🤖 AI Summary
This work addresses the scalability bottleneck in high-dimensional multivariate time series forecasting, where conventional Transformers suffer from quadratic computational complexity due to cross-channel attention. To overcome this limitation, the authors propose MICA, a novel architecture that introduces compressed attention along the channel dimension for the first time. Built upon a channel-independent Transformer backbone, MICA incorporates a linear-complexity cross-channel attention module that explicitly captures dynamic inter-channel dependencies. Empirical evaluations demonstrate that MICA reduces prediction error by 5.4% on average across multiple benchmark datasets—reaching up to 25.4% improvement in some cases—significantly outperforming state-of-the-art deep multivariate Transformers and MLP-based models. Moreover, MICA exhibits superior scaling efficiency as both the number of channels and context length increase.
📝 Abstract
Multivariate forecasting with Transformers faces a core scalability challenge: modeling cross-channel dependencies via attention compounds attention's quadratic sequence complexity with quadratic channel scaling, making full cross-channel attention impractical for high-dimensional time series. We propose Multivariate Infini Compressive Attention (MICA), an architectural design to extend channel-independent Transformers to channel-dependent forecasting.

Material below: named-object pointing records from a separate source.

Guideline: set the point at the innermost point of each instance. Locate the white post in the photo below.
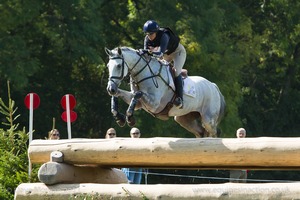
(30, 129)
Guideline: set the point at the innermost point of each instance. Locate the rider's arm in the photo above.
(145, 42)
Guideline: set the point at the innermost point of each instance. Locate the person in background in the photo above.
(134, 175)
(53, 134)
(239, 176)
(111, 133)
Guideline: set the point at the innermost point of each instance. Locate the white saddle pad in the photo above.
(189, 87)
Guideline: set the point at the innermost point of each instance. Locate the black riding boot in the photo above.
(179, 92)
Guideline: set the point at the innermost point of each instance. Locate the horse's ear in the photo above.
(119, 51)
(108, 52)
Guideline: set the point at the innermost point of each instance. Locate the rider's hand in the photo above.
(157, 55)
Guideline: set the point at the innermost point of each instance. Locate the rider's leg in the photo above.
(179, 60)
(179, 92)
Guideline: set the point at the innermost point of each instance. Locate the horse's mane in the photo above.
(132, 50)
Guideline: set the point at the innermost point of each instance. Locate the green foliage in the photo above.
(13, 152)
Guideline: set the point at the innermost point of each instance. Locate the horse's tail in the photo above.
(222, 106)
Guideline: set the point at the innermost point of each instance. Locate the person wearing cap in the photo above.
(134, 175)
(111, 133)
(53, 134)
(239, 176)
(162, 42)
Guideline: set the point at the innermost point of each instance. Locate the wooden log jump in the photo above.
(53, 173)
(233, 191)
(206, 153)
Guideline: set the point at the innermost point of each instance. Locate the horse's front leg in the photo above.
(119, 117)
(129, 113)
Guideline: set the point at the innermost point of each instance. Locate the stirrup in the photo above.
(178, 102)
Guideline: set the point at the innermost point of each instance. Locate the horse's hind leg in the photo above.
(192, 123)
(210, 126)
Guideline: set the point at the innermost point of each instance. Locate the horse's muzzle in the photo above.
(112, 88)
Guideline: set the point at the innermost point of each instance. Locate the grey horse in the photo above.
(152, 89)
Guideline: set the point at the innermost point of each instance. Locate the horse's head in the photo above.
(117, 69)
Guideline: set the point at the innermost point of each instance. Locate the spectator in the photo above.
(111, 133)
(239, 176)
(134, 175)
(53, 134)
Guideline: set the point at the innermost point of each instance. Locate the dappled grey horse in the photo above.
(152, 89)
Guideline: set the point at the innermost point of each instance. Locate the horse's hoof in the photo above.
(130, 121)
(121, 123)
(178, 102)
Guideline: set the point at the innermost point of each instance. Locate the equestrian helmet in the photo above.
(150, 26)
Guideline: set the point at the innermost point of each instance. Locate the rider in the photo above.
(162, 42)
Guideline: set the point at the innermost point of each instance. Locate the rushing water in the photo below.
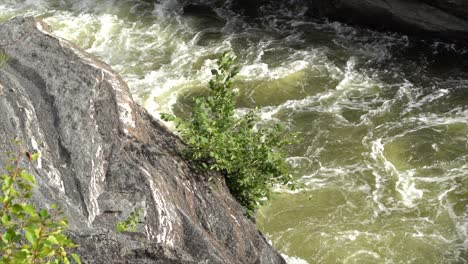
(383, 160)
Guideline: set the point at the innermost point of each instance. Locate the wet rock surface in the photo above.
(103, 156)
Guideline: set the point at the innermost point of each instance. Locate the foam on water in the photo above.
(382, 166)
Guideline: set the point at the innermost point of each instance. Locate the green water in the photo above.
(383, 161)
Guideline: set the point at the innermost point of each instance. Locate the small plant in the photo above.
(252, 159)
(130, 224)
(3, 59)
(29, 235)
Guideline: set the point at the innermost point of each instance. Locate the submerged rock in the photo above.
(103, 156)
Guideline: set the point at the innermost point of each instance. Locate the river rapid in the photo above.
(383, 159)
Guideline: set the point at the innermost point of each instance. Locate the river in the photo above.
(383, 158)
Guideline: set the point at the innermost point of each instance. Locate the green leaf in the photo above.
(30, 234)
(76, 258)
(30, 209)
(28, 177)
(35, 156)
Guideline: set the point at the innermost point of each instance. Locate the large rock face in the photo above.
(102, 156)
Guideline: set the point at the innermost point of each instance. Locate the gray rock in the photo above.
(102, 156)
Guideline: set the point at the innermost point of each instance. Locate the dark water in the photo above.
(384, 118)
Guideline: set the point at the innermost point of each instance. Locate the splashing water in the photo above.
(384, 119)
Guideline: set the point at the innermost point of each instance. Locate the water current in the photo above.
(383, 158)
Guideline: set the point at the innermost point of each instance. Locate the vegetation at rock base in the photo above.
(252, 158)
(29, 235)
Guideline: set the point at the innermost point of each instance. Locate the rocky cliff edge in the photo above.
(103, 156)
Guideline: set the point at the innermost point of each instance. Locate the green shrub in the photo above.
(252, 159)
(29, 235)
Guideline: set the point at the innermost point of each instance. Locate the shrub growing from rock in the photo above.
(251, 158)
(29, 235)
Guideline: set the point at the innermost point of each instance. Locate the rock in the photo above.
(102, 156)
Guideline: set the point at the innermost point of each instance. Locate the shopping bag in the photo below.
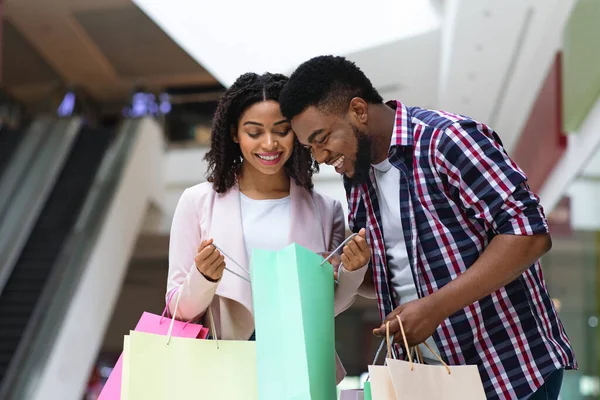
(158, 367)
(293, 312)
(352, 394)
(420, 381)
(367, 388)
(150, 323)
(381, 384)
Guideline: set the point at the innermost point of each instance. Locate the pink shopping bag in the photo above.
(150, 323)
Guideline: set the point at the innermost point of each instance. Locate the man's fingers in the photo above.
(204, 244)
(212, 259)
(348, 251)
(361, 242)
(353, 246)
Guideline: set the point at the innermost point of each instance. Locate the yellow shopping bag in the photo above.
(163, 367)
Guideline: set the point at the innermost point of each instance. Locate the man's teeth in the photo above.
(268, 158)
(339, 162)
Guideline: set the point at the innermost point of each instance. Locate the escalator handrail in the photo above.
(43, 328)
(29, 198)
(21, 160)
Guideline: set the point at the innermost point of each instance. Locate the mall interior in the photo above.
(105, 118)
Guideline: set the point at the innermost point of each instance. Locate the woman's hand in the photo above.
(209, 261)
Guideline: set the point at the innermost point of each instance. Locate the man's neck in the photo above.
(381, 125)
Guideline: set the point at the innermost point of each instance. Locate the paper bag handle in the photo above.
(212, 325)
(408, 350)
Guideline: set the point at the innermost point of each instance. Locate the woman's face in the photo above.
(265, 137)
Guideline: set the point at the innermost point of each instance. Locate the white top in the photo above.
(401, 278)
(266, 223)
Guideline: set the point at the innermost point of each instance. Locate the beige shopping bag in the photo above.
(414, 381)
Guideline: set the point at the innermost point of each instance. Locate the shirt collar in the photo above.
(402, 134)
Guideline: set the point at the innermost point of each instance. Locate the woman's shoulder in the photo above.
(199, 192)
(325, 201)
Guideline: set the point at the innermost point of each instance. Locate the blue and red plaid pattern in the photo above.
(458, 190)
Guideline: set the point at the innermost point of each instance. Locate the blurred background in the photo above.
(105, 115)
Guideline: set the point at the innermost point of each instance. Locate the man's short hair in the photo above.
(327, 83)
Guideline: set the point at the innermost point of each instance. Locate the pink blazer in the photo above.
(317, 224)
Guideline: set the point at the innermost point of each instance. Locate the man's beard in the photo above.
(362, 165)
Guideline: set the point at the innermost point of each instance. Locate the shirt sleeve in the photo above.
(485, 182)
(185, 282)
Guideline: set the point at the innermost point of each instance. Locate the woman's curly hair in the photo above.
(225, 156)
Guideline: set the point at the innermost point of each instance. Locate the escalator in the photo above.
(68, 228)
(21, 293)
(9, 140)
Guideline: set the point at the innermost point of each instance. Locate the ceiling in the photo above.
(104, 47)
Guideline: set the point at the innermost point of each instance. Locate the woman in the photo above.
(258, 195)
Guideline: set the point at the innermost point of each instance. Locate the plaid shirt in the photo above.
(458, 189)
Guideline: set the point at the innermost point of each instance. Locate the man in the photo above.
(455, 233)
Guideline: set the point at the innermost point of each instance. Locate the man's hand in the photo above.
(420, 318)
(356, 253)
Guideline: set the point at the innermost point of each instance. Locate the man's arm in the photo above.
(488, 186)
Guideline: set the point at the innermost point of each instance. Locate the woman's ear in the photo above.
(234, 136)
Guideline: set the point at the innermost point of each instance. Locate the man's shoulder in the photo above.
(436, 119)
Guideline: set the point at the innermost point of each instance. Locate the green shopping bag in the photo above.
(293, 312)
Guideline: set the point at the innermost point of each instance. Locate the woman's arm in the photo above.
(194, 290)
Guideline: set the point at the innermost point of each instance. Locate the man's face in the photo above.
(335, 140)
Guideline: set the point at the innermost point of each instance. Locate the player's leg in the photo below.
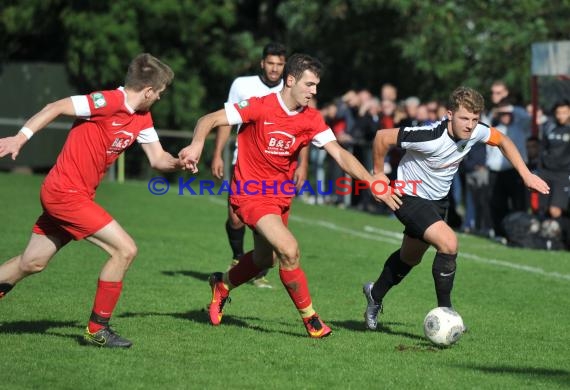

By adapting efficient attention techniques from the sequence dimension to the channel dimension, MICA adds a cross-channel attention mechanism to channel-independent backbones that scales linearly with channel count and context length. We evaluate channel-independent Transformer architectures with and without MICA across multiple forecasting benchmarks. MICA reduces forecast error over its channel-independent counterparts by 5.4% on average and up to 25.4% on individual datasets, highlighting the importance of explicit cross-channel modeling. Moreover, models with MICA rank first among deep multivariate Transformer and MLP baselines. MICA models also scale more efficiently with respect to both channel count and context length than Transformer baselines that compute attention across both the temporal and channel dimensions, establishing compressive attention as a practical solution for scalable multivariate forecasting.